A descoberta da embarcação que ficou conhecida como a barca de Jesus transformou a rotina arqueológica da região do mar da Galileia e atraiu a atenção de pesquisadores do mundo inteiro. Em 1986, uma seca severa reduziu o nível das águas no setor noroeste do lago, o que permitiu que dois moradores locais avistassem um contorno incomum no solo lamacento. A princípio parecia apenas um tronco escurecido, porém a escavação cuidadosa revelou algo muito mais valioso, um barco pesqueiro extremamente antigo e surpreendentemente bem preservado.
A análise inicial indicou que a embarcação tinha grande importância histórica e cultural. A equipe de arqueólogos iniciou um trabalho minucioso, já que a lama úmida que protegia a estrutura também poderia destruí-la rapidamente após a exposição ao ar. A retirada exigiu técnicas especiais de sustentação e envolvimento do casco com material que evitasse rachaduras e perda de peças. O processo levou onze dias de operação intensa, com escavação manual, apoio de especialistas em conservação e monitoramento constante da umidade.

A datação por carbono confirmou que o barco pertence ao século I d.C., o mesmo período em que Jesus viveu, pregou e circulou pela região da Galileia. Isso não significa que ele tenha usado a embarcação diretamente, porém o objeto representa, com alto grau de precisão histórica, o tipo de barco empregado pelos pescadores do lago na época. As descrições bíblicas e registros arqueológicos corroboram o estilo do casco, o tamanho aproximado e o formato da embarcação recuperada.

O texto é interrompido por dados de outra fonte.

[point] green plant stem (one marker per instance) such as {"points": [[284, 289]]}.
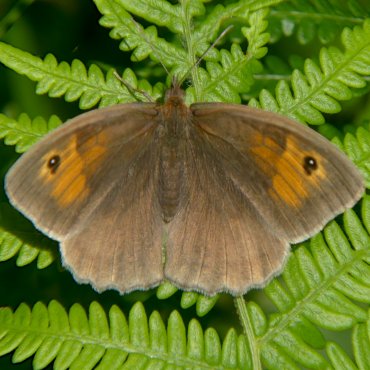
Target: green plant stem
{"points": [[241, 309]]}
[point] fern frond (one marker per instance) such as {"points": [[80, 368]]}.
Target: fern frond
{"points": [[320, 88], [23, 240], [339, 358], [24, 132], [12, 15], [78, 341], [73, 81], [310, 19], [361, 344], [143, 42], [324, 286], [203, 304], [357, 147]]}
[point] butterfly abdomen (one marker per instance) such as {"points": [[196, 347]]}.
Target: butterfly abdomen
{"points": [[170, 177]]}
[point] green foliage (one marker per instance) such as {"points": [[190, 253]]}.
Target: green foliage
{"points": [[320, 20], [325, 286], [73, 340]]}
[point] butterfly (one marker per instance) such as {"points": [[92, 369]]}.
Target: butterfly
{"points": [[208, 196]]}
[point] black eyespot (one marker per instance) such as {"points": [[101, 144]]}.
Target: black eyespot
{"points": [[310, 164], [53, 163]]}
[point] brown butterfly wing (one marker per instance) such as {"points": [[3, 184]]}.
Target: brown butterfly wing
{"points": [[293, 177], [77, 186], [218, 242]]}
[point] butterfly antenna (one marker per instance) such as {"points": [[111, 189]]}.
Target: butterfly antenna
{"points": [[199, 60]]}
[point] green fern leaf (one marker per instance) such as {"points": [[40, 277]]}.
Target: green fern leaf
{"points": [[73, 81], [361, 344], [24, 132], [319, 88], [324, 286], [338, 357], [78, 341], [321, 19]]}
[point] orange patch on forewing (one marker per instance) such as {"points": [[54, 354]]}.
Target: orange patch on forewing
{"points": [[78, 161], [285, 167]]}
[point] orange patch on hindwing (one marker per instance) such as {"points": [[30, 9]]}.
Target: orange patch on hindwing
{"points": [[286, 167], [68, 170]]}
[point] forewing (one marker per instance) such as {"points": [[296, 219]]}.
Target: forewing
{"points": [[217, 241], [98, 200], [295, 179]]}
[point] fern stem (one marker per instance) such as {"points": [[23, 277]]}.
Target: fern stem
{"points": [[189, 44], [241, 309]]}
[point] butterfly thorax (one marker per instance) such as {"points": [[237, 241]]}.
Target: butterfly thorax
{"points": [[175, 119]]}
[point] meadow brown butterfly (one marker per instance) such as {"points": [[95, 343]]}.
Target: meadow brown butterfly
{"points": [[208, 197]]}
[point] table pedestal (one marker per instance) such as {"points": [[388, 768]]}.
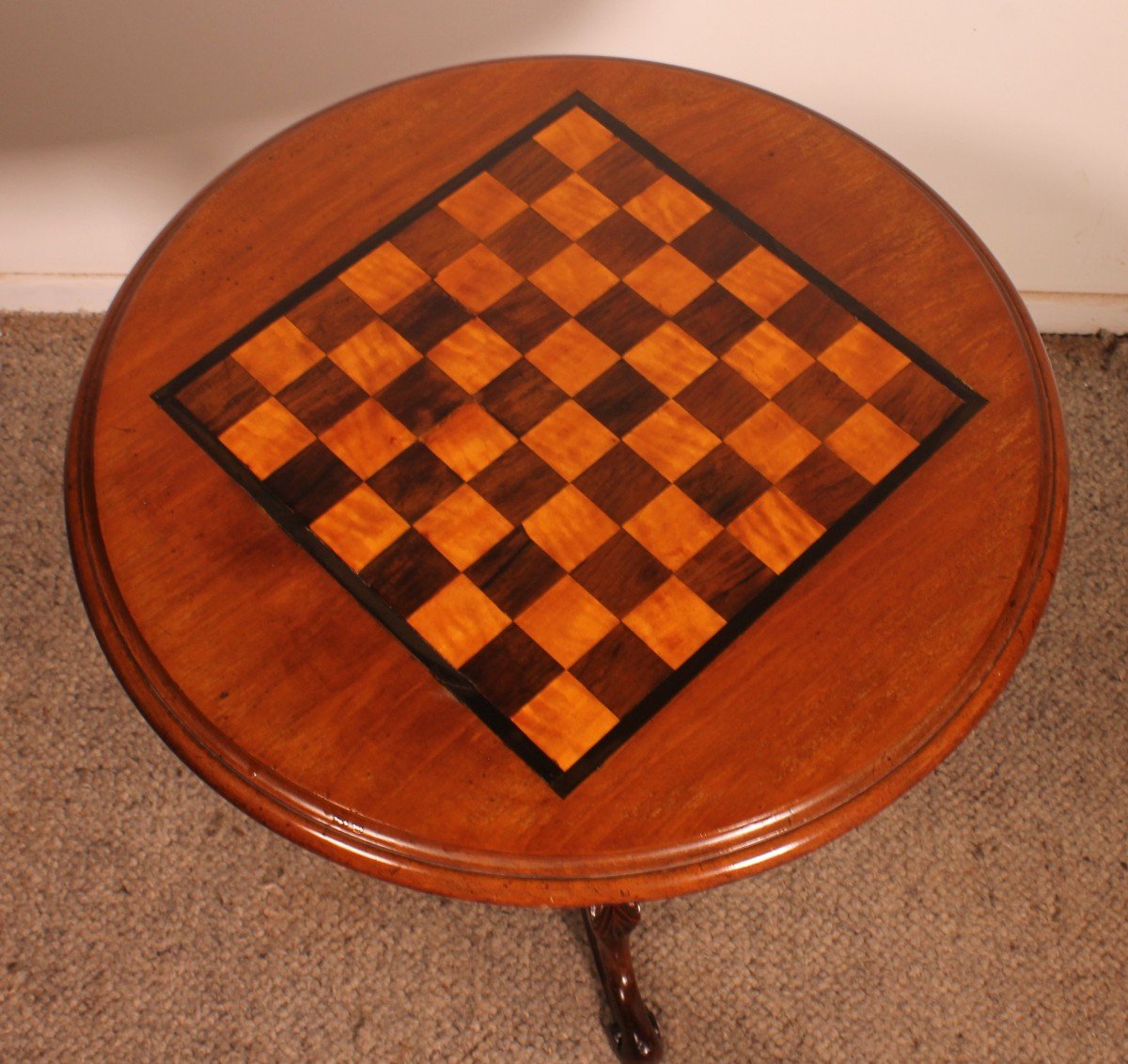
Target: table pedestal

O barco possui cerca de oito metros de comprimento, dois metros e meio de largura e cerca de um metro e vinte de altura. Seu tamanho permitia que fosse conduzido por quatro remadores e um timoneiro, adequado tanto para pesca quanto para travessias curtas entre as aldeias ribeirinhas. Testes revelaram que a embarcação era leve o bastante para alcançar boa velocidade e resistente o suficiente para enfrentar mudanças repentinas de clima, um fenômeno comum no mar da Galileia.
Uma das características mais impressionantes do achado é a variedade de materiais empregados na construção. Foram identificados doze tipos diferentes de madeira, o que indica que o barco passou por muitos reparos ao longo de sua vida útil. Esse padrão corresponde ao cotidiano dos pescadores da Galileia, que aproveitavam qualquer madeira disponível para manter seus barcos funcionando durante anos. O casco mostra sinais de substituições, reforços improvisados e partes reaproveitadas, algo que reflete a realidade econômica da região no século I.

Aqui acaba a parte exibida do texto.